We attract students whose personal circumstances mean that the only business education that works for them is online. The world of work has changed, and education needs to change with it. The most talented candidates have demanding jobs, and often travel globally. One of our entrepreneurs from Nigeria was pregnant when she started the program, and needed the flexibility to raise a family and run a business in addition to her studies. A psychology researcher from Los Angeles is one of many scientists, doctors and professors that wanted to study business at an institution that is also renowned for science and technology. And even a London-based student who lives a short distance from the campus knew that his work schedule would never make full-time study an option.

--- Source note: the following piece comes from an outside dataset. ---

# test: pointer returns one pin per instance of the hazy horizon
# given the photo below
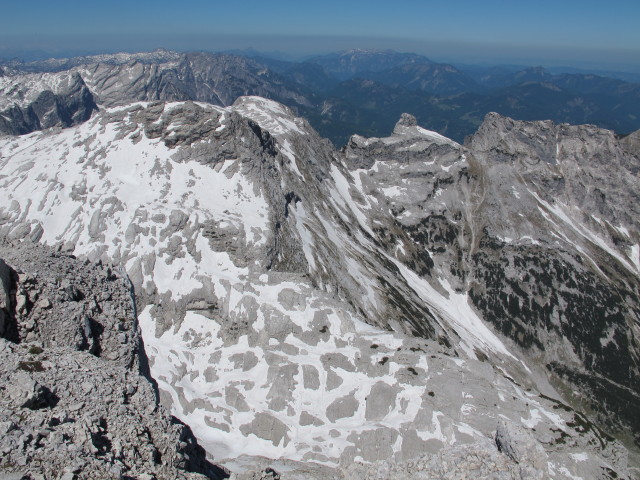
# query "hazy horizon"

Even companies understand the benefits of the online degree, and the flexibility for staff to apply what they learn immediately to their job. Close to a third of our students receive some form of sponsorship, either monetary or time off in support of their studies, a figure unheard of among full-time programs. And they are rewarding the growing analytical skill sets of their employees with promotions and new projects.

So a world class online MBA is now a reality, and you can expect to see more of the leading business schools launching their own programs in the next five years. But they will need to be ready because the biggest threat in the field is not traditional business schools, but businesses such as McKinsey getting into teaching. And it needs to be recognized and embraced because such competition can only benefit the consumer and will insure that we continue to innovate and deliver the best possible online business education.

Imperial's Paolo Taticchi

Imperial’s Paolo Taticchi

Paolo Taticchi is the Academic Program Director of the Global Online MBA at Imperial College Business School. The school recently launched a number of free online courses to provide essential skills to those who are considering an MBA.